Deep Learning Bibliography A large list of various scientific materials on the popular method of machine learning Deep Learning, categorized.
Video
Andrew Ng on Deep Learning Andrew Ng from Stanford University spoke at the 2014 Robotics: Science and Systems Conference with an interesting talk about Deep Learning.
Moscow Data Science.September 2014 Meetup On September 5, I visited a rather interesting meetup called Moscow Data Science - “September 2014 Meetup”, organized by Mail.ru. The link will allow you to watch the video from this meeting, for convenience, I have marked the start time and the duration of each participant’s performance.
Data engineering
Who uses Hadoop and how An interesting article about the current state of affairs in the Hadoop ecosystem: who uses it and how, as well as the prospects for development.

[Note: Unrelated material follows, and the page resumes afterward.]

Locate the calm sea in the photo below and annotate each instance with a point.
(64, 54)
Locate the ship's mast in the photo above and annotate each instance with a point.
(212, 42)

Upcoming meetings on Data Science in Moscow In the near future, several interesting meetings are planned at once, so I decided to publish a small list of upcoming interesting meetings on the topic of data analysis and high performance in Moscow.
Welcome to HadoopKitchen Announcement of a meeting dedicated to Hadoop, which will be held in the office Mail.ru. I am also going to attend this event.
Introduction to HBase An article containing video and explanatory material on HBase - data storage from the Hadoop ecosystem, and also on situations when this solution should be applied and when it is not.
Apache Spark 1.1 Announcement Announcement of the new version of Apache Spark 1.1 and a description of the main innovations.
PS I think that many would like to see more material on the subject in Russian, so if someone can advise on those, I would be very grateful and add them to my list of resources that I follow.